IIn a strange way, the best thing that could have happened to Google (now disguised as Alphabet, its parent company) was Facebook. Why? Because although Google invented surveillance capitalismArguably the most toxic business model since the opium trade, it was Facebook that got in the most trouble for its abuses. The result was that Google enjoyed an easier journey. Naturally, he had a bit of a run-in with the EU, with pesky fines and protracted legal wrangling. But it was Facebook boss Mark Zuckerberg, not Google’s Larry Page, Sergey Brin and his adult supervisor Eric Schmidt, who was given the title of evil emperor of the online world.
This sometimes allowed Google to fly under the regulatory radar and avoid public criticism. His relative immunity may also have been fostered by the credulity induced by his “Do not be evil” motto. What may also have helped is the way in which, over the years, messed up a lot of things – Google+, Google Wave, Google Glass, Knol and Google Reader, to name just five. On the other hand, he also managed to create useful and successful products: Gmail, for example, as well as Google Maps, Google Scholar, Google Earth and Google Books. And, of course, he made inspiring acquisitions of YouTube in 2006 and AI startup DeepMind in 2014.
What allowed the company to get away with that mix of creativity, clumsiness, and indirection, obviously, was that it was always rolling in money. Its powerful search engine cash pump and associated advertising business has reliably provided revenue of more than $100 billion a year since 2017 for the enrichment of its shareholders. With that kind of income, you can afford to make a lot of mistakes, especially when you own the search engine that has a near monopoly on the market in most of the non-communist world.
So how come this lucrative giant suddenly finds itself in panic stations? Sundar Pichai, its chief executive, has issued a “code red” alert, whatever that means. seems to imply remembering the two co-founders of the company, who had happily been spending time with their vast fortunes, to help right the ship. It also means laying people off on an industrial scale: 12,000 to date. The methods involved in the firings are not as brutal as those employed by Elon Musk on Twitter, but the scale is real enough. An executive reported that the first hint that something was up came when he couldn’t access his Google Nest Hub smart home control. “When I went to check my work email,” he wrote, “I was still awake and couldn’t figure out why I was getting so many emails asking if I was okay. Scrolling further down, there was an email form from PeopleOps stating, as you may have guessed, that my employment with Google has been terminated.”
Why the panic? Three reasons, in ascending order of urgency. The first is that the tech industry knows a recession is coming and that it massively overhired during 2021 and 2022. To date, the major companies have laid off about 200,000 employees. Second, the US Department of Justice and eight states filed a lawsuit against Google alleging that it illegally monopolized the online advertising market through, according to Politico’s website, a “year-long practice of self-dealing, anticompetitive and force companies to use multiple products and services that it offers”.
But the real reason for the panic seems to be San Francisco-based company OpenAI’s prototype artificial intelligence chatbot ChatGPT, whose free version is taking the world by storm. This is already worrying enough for Google, given that people are already using it as a sort of search engine. But perhaps what alarms Pichai and company is that OpenAI is testing the market for a “pro” version that costs $42 per month and providing faster responses and other benefits. And that the company is heavily backed by Microsoft.

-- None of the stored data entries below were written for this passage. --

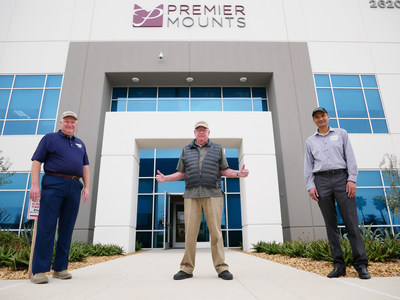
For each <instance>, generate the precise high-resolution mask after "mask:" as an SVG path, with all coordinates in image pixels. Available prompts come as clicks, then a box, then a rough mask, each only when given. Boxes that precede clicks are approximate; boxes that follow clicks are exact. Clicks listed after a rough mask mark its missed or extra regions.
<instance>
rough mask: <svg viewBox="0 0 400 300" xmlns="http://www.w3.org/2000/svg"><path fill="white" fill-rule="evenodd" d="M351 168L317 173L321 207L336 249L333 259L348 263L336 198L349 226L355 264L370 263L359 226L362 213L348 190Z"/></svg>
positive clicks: (316, 183) (329, 232) (337, 262)
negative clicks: (340, 240) (342, 234)
mask: <svg viewBox="0 0 400 300" xmlns="http://www.w3.org/2000/svg"><path fill="white" fill-rule="evenodd" d="M347 177H348V174H347V171H346V170H343V171H341V172H338V173H335V174H329V175H327V174H324V175H319V174H315V179H314V183H315V186H316V188H317V191H318V194H319V202H318V205H319V208H320V209H321V212H322V215H323V217H324V220H325V225H326V233H327V235H328V240H329V245H330V247H331V251H332V257H333V263H334V264H338V265H344V264H345V263H344V259H343V253H342V249H341V247H340V235H339V230H338V228H337V226H338V222H337V214H336V206H335V200H336V202H337V206H338V209H339V212H340V215H341V216H342V218H343V222H344V225H345V226H346V229H347V234H348V238H349V240H350V244H351V249H352V252H353V260H354V267H356V268H357V266H359V265H365V266H367V265H368V257H367V254H366V252H365V247H364V242H363V239H362V237H361V234H360V231H359V229H358V216H357V207H356V199H355V197H353V198H349V196H348V195H347V193H346V184H347Z"/></svg>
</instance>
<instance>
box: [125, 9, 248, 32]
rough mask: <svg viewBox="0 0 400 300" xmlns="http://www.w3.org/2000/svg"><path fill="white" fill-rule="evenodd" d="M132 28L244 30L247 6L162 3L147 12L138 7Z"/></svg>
mask: <svg viewBox="0 0 400 300" xmlns="http://www.w3.org/2000/svg"><path fill="white" fill-rule="evenodd" d="M132 25H133V27H174V28H179V27H185V28H190V27H202V28H205V27H212V28H244V27H246V12H245V7H244V5H231V4H226V5H211V4H208V5H206V4H165V5H164V4H160V5H158V6H157V7H155V8H153V9H151V10H146V9H144V8H143V7H141V6H140V5H139V4H135V5H134V8H133V24H132Z"/></svg>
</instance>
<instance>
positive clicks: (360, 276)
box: [355, 265, 371, 279]
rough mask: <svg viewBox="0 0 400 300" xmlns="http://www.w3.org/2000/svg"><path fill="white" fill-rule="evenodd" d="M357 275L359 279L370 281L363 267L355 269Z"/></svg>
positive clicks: (366, 267) (367, 271)
mask: <svg viewBox="0 0 400 300" xmlns="http://www.w3.org/2000/svg"><path fill="white" fill-rule="evenodd" d="M355 269H356V271H357V273H358V277H360V279H370V278H371V274H369V272H368V269H367V267H366V266H365V265H359V266H357V267H355Z"/></svg>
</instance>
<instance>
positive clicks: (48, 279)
mask: <svg viewBox="0 0 400 300" xmlns="http://www.w3.org/2000/svg"><path fill="white" fill-rule="evenodd" d="M31 282H33V283H36V284H42V283H48V282H49V279H48V278H47V276H46V275H45V274H44V273H36V274H33V275H32V277H31Z"/></svg>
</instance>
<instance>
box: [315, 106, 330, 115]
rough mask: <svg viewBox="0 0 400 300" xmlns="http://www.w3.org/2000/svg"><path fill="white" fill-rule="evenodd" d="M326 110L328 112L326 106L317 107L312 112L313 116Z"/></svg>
mask: <svg viewBox="0 0 400 300" xmlns="http://www.w3.org/2000/svg"><path fill="white" fill-rule="evenodd" d="M319 111H320V112H324V113H326V114H327V113H328V112H327V111H326V109H325V108H323V107H317V108H316V109H314V110H313V114H312V116H313V117H314V115H315V114H316V113H317V112H319Z"/></svg>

With Google (and therefore Alphabet) critically dependent on the continued prosperity of Google Search, anything that could undermine it will seem like an existential threat. And we know that, in the technology industry, former Intel CEO Andy Grove’s mantra that “only the paranoid survive” is conventional wisdom. But even so, it’s hard to see why Pichai and his colleagues are so concerned. After all, it’s not like they go into battle naked. Google has its own version of a system similar to ChatGPT: LaMDA (language model for dialog applications) – which, famously, one engineer found so convincing that he began to believe it might be sensible (and was later fired for going public with his views).
Given all this, why isn’t Google launching LaMDA? Is it because the company feels that it is not yet ready for a wide rollout? Maybe it’s still being investigated, how ChatGPT is, due to its ability to generate toxic content? Or is it because, in light of the latest antitrust lawsuit, the company is worried about regulators? Who knows? It’s almost enough to make one want to ask ChatGPT: “Why doesn’t Google launch a chatbot like you?”
what i’ve been reading
count blow by blow
The UK is wasting a lot of wind energy is a long and sobering blog post by Archy de Berker about the dysfunctional way the country’s energy market and grid planning works.
desktop publishing
Last week the Ars Technica website had an interesting essay by Jeremy Reimer called Revisiting Apple’s ill-fated Lisa computer, 40 years latermarking the 40th anniversary of the forerunner of the Macintosh.
edited highlight
The culture wars look different on Wikipedia he is very thoughtful Atlantic Noam Cohen’s piece on how online encyclopedia editing works.